How ‘Code Black’s’ Gritty, Realistic Trauma Center Comes to Life

On CBS’ “Code Black,” the hallways and operating rooms of Angels Memorial Hospital don’t have the gleaming white surfaces seen on the typical medical show. The space is gritty and lived-in, with layers of wear reflecting the building’s 80-plus-year history, as well as its status as a chaotic, overtaxed trauma center.

“We wanted a world that felt made for humans, by humans,” explains creator and showrunner Michael Seitzman. “It had to be as analog as we could make it. We leave tape and Post-its everywhere to show a world that’s very lived in, even misspell signs on the walls — anything that will remind us of the humans that inhabit this place.”

Inspired by the 2013 documentary of the same name directed by Dr. Ryan McGarry (an executive producer on the show), “Code Black” captures the waning days of the original Los Angeles County General Hospital. Built in 1928, it housed the busiest trauma center in the U.S. The pilot was shot on location at the now disused original facility.

For that initial episode, production designer Richard Toyon took lots of photos of the hospital. When the show went to series, he used them to re-create the facility on the Disney lot in Burbank.

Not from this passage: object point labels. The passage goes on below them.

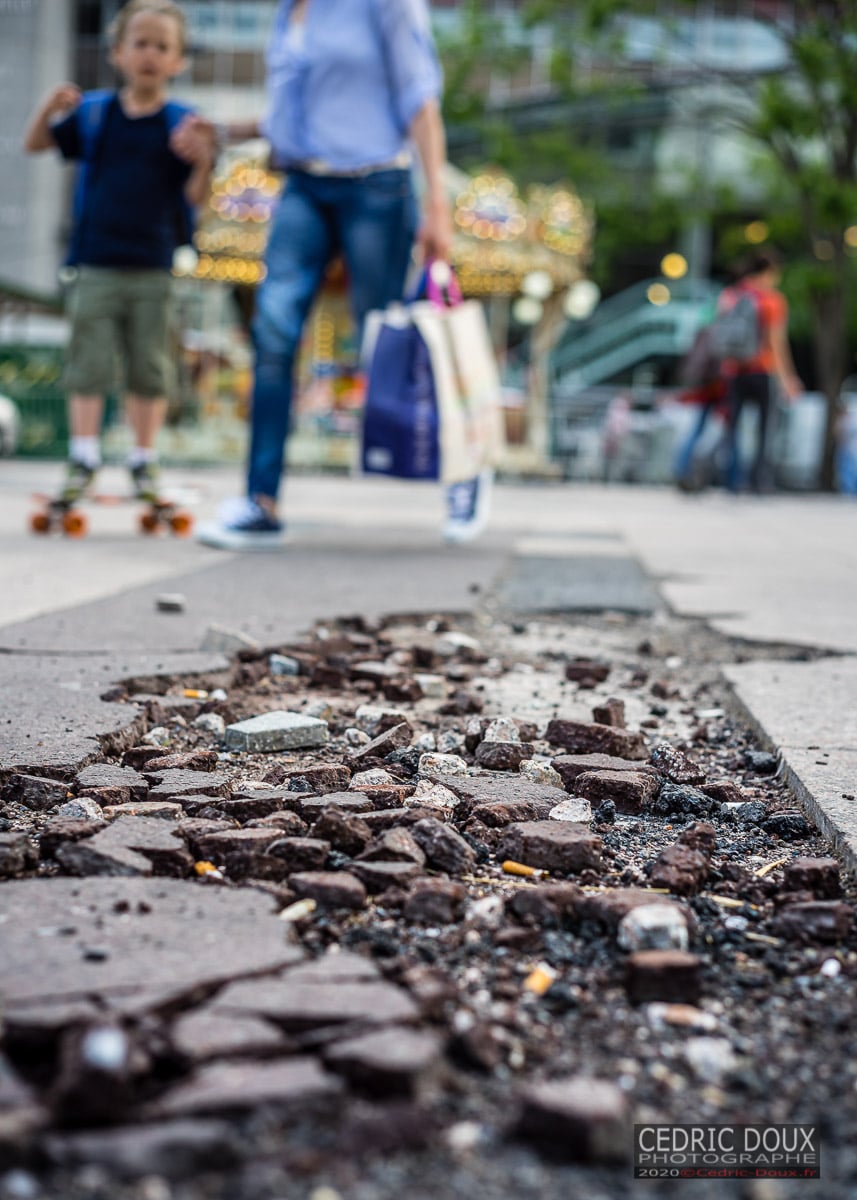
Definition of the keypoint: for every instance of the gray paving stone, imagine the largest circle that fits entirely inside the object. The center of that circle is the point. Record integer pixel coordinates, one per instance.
(238, 1086)
(306, 1006)
(177, 784)
(178, 936)
(123, 784)
(276, 731)
(168, 1149)
(129, 846)
(387, 1061)
(205, 1033)
(499, 787)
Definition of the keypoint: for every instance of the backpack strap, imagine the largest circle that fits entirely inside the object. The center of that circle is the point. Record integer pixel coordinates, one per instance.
(174, 113)
(91, 117)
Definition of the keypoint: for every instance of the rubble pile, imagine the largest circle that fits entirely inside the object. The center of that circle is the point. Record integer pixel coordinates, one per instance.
(499, 885)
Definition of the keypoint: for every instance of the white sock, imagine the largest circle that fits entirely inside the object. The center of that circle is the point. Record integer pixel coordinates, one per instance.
(85, 450)
(139, 455)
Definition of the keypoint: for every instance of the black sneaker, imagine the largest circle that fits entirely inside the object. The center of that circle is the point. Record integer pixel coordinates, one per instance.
(77, 483)
(145, 480)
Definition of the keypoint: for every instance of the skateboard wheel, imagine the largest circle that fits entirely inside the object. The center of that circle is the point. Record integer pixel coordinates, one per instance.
(149, 522)
(181, 523)
(73, 525)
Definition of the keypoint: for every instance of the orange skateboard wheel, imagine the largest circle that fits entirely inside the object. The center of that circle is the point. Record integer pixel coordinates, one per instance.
(181, 523)
(150, 522)
(73, 525)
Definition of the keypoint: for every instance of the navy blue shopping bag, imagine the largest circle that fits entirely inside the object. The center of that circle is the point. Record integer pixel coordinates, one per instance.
(401, 435)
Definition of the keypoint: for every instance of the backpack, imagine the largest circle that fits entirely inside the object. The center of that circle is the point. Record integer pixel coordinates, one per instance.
(91, 115)
(736, 333)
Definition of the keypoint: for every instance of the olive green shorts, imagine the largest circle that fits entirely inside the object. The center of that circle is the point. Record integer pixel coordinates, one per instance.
(120, 317)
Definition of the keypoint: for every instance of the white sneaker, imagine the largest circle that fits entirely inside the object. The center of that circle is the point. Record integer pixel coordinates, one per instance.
(244, 525)
(468, 507)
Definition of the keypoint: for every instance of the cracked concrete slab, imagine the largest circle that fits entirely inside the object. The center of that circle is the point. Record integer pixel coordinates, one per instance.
(807, 711)
(52, 714)
(66, 940)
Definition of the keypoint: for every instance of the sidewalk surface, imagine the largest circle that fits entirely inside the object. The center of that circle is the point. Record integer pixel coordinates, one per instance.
(76, 616)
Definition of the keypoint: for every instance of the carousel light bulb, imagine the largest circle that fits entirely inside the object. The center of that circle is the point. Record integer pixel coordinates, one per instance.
(527, 311)
(537, 285)
(581, 299)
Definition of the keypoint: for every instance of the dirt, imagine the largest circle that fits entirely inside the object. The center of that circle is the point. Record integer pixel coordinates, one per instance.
(765, 1033)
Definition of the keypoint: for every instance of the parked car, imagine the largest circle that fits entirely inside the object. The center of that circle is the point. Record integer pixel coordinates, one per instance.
(10, 426)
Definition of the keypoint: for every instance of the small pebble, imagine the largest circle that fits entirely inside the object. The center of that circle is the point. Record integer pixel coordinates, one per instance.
(171, 601)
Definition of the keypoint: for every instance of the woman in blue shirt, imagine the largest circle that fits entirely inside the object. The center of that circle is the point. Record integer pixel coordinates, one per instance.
(352, 84)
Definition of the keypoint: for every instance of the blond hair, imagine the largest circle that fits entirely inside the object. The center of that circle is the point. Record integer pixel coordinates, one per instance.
(119, 25)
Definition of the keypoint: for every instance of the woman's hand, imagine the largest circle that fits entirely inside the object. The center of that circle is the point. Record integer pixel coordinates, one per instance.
(435, 237)
(195, 139)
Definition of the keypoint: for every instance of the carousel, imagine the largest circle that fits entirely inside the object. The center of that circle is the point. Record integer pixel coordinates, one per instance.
(525, 256)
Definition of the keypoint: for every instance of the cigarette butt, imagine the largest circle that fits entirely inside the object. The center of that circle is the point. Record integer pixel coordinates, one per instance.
(540, 979)
(298, 910)
(513, 868)
(768, 868)
(204, 868)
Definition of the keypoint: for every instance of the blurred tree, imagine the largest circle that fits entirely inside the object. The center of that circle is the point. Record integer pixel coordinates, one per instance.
(803, 117)
(558, 115)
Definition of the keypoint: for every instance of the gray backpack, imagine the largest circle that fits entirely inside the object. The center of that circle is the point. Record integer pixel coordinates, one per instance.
(736, 333)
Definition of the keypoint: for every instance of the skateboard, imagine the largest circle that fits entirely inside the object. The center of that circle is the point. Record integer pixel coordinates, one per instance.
(66, 516)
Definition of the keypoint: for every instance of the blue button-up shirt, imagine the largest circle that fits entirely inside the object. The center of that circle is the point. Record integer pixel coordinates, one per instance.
(346, 87)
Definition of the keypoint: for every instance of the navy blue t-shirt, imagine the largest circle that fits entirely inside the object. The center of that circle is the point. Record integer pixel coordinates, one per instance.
(132, 211)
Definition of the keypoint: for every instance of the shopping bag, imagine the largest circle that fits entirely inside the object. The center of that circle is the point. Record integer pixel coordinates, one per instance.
(414, 419)
(478, 381)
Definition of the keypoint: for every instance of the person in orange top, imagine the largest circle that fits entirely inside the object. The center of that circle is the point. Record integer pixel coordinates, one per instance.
(757, 381)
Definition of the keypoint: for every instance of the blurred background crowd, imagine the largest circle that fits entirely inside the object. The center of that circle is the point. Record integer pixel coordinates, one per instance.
(611, 162)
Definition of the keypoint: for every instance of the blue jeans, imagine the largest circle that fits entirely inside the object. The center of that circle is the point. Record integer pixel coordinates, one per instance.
(756, 388)
(371, 221)
(684, 457)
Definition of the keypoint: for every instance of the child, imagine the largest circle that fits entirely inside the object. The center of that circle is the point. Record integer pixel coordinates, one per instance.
(129, 220)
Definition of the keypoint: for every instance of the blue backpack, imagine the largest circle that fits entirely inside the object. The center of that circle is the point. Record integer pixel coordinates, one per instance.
(91, 115)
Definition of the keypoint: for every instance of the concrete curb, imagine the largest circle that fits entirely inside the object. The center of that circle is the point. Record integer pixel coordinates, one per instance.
(797, 708)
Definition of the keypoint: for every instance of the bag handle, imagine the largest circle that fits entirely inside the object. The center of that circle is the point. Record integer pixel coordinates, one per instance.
(437, 282)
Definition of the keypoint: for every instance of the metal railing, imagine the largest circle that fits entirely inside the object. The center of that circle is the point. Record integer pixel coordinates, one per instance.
(628, 329)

“We wanted a world that felt made for humans, by humans.”
Michael Seitzman

Most of the sets are covered by a corkboard drop ceiling, which means no overhead lighting. Thanks to the broader exposure range of digital cameras, the crew can make do with practical lights.

“We come in, turn the lights on and we’re ready to go,” says L.J. Houdyshell, who was promoted from art director to production designer when Toyon left to resume work on HBO’s “Silicon Valley.”

For the show’s trauma room, known as Center Stage, Toyon found four vintage overhead operating room lights on eBay for $1,200. Together, they had enough usable parts to make one light.

A large portion of the set dressing — including gurneys, beds, lights, X-ray holders, clipboards and textbooks from different eras — were bought as surplus from L.A. County General, but the slightly out-of-date health ad posters that paper the walls were produced in-house.

Toyon and team also built a wall-mounted box that they dubbed the Code-Black-ometer. It lights up with progressively urgent status codes, from green to yellow to red to black. Made with surplus Chevy taillights and ’60s push-button consoles, it looks convincingly vintage, but it’s a fictional device created by Seitzman, Toyon and exec producer David Semel to illustrate the codes to the audience.

No detail was spared. “We even spilled fake blood” on the off-white tile that covers the floor of the soundstages, says Toyon, “and wiped it up so the color was in-between the tiles, and it had that heavily used sense.”